山形国際ドキュメンタリー映画祭で会った有名人


 西のアムステルダム、東のヤマガタ。

 という表現にピンとくる人がいたら、よっぽどのドキュメンタリー好きだろう。どちらも世界的に権威のあるドキュメンタリー映画祭が開かれる街である。特に欧米に偏りがちなドキュメンタリー界において、山形がアジア代表として果たしている役割は大きい。なぜ山形なのか?というと、山形県を拠点に活動していたドキュメンタリー映画監督の小川紳介氏が創設に関わっていたから。

 隔年開催の山形国際ドキュメンタリー映画祭が今週始まることを知った。鳥取と山形はなかなかの距離だ。今回は行けそうにないけど、何かと落ち着いたらまた必ず山形を訪れたいと願っている。

 20代のときに、一度この映画祭を訪れた。

 ドキュメンタリー熱がピークに達していた当時、僕は映画祭を知り、即山形に直行した。確か宿も取っていなくて、現地で目についたホテルに入ったくらいだった。祭りなのだからさぞかし盛り上がっているのだろう、と思っていたら、実に街が閑散としていて驚いた。常に人が集まるようなメインの会場は存在しない。参加者は見たい映画が上映されている市内の映画館(5~6か所)を巡るだけなのだ。もちろん、各館で上映時間は重なっているため、何を見るか自分でスケジュールを組み立てなければならない。そのシステムは、大学の履修科目を選ぶ感じとよく似ていた。

 面白い映画も、面白くないものも、全く意味がつかめないものもあってスリリングだった。メイン会場はないのだけど、夜になると関係者やファンが集う古民家風の飲み屋があった。僕は夜な夜な一人そこを訪れ、ビールを呷って、よくわからないおっさん達と「今日は何を見ました?」から始まる会話や情報交換を楽しんでいた。

 アーティストのあがた森魚さんとお会いしたのもその店だった。おそらく世代によっては著名な方なのだろうけど、僕は全く知らなかったこともあり、何の遠慮もなしに感想や思ったことを偉そうに(たぶん)語っていた。あがたさんはお供の方と一緒だったけど、「2軒目行こう」と誘われて付いて行った。
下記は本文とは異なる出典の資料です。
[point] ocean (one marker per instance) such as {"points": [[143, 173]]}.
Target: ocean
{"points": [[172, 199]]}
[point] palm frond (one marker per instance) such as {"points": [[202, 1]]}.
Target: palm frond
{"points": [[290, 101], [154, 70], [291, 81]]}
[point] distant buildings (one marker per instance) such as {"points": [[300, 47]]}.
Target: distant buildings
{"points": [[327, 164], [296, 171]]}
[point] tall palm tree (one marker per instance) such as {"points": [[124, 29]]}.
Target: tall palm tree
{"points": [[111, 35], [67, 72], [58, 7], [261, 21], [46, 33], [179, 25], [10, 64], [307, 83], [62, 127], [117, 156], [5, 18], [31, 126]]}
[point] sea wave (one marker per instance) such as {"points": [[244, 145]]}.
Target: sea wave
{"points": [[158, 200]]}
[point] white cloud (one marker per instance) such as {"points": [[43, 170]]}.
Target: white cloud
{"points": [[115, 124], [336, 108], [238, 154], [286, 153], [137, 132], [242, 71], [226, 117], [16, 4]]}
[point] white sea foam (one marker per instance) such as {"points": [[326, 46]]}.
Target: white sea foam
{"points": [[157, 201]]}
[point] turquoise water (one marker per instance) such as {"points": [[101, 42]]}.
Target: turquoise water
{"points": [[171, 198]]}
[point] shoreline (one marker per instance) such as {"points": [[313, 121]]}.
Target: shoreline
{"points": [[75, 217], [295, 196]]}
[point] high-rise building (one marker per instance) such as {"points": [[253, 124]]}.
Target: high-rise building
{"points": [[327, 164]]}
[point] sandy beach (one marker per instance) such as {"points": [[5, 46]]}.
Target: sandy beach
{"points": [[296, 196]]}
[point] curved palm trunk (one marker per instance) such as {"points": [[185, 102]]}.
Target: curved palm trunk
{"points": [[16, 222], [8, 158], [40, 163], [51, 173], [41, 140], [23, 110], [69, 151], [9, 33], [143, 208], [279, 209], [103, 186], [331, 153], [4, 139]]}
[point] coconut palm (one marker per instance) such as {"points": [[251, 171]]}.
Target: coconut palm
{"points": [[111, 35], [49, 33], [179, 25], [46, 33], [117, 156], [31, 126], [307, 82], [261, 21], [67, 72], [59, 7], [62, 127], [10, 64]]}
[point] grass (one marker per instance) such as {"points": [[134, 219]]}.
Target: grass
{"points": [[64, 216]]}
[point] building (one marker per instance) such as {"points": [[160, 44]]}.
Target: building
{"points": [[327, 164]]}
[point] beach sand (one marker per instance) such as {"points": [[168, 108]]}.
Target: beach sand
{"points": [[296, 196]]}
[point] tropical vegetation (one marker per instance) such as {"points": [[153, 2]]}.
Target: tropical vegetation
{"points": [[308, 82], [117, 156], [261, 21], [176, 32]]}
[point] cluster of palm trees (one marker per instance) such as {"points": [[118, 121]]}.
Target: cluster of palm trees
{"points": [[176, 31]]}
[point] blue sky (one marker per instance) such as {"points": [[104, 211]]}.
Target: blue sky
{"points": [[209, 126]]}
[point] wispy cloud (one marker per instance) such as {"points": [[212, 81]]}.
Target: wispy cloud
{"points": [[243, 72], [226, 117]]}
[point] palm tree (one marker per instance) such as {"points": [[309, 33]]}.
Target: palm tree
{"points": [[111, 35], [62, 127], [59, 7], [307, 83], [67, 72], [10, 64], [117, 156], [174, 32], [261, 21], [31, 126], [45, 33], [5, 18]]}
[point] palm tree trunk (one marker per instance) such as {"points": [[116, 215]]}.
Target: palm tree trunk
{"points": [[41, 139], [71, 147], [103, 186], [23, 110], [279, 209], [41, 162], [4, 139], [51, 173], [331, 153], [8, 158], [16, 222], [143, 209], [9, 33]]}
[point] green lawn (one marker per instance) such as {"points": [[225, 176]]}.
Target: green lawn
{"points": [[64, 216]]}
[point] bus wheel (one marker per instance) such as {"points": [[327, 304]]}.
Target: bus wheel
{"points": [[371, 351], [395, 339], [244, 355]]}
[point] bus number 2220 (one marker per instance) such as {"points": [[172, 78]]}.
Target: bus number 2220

山形の酒をしこたま飲みながら、またドキュメンタリーや人生について語り合う。なんだかやたらと青臭い夜だった。あがたさんはカメラを持っていて、僕やお供の方々が印象的なことを言うたびにカメラを回し、「それ、いいね。もう一回話してもらえないかな」とやっていた。結局、すっかりご馳走になってしまい、散会は2時を回っていた。翌朝、ひどい二日酔いで午前中に見たかった映画を一本パスしたのはほろ苦い思い出だ。

 今思うと、その頃って全く怖いものなしで、なんか面白いことが起きそうだなあと思う方向に迷いなく進んでいた。そもそも30歳以上離れた親世代のアーティストとそのお付きの方の飲み会に、なんで20代のどこの馬の骨かもわからない男が一人参加していたのだろう。全く謎だけど、あがたさんとは帰京後もしばらくはメールでやりとりさせていただいた。氏の撮った記録映画を見に行ったりもしていたけど、僕のドキュメンタリー熱が平熱になるにしたがって、映画館(とも言えないような小さな箱)からは足が遠のいてしまった。

 最近、自分の興味の範囲がビールばっかりだなあと考えこんでしまう。元々、不器用な人間で色々なことに首を突っ込むタイプの人間ではないけど、ビール以外にも興味や関心を持てる分野を意図的に作った方がいいような気がしてくる。映像のドキュメンタリーと活字のノンフィクションは、その最有力候補である。些細なことでもいいから、とにかく事実が好きなのだろう。

 まあ、でも困ってしまうのは、ビールのドキュメンタリーやノンフィクションを心待ちにしてしまっていること。やっぱりビールの呪縛からは逃れられそうにない。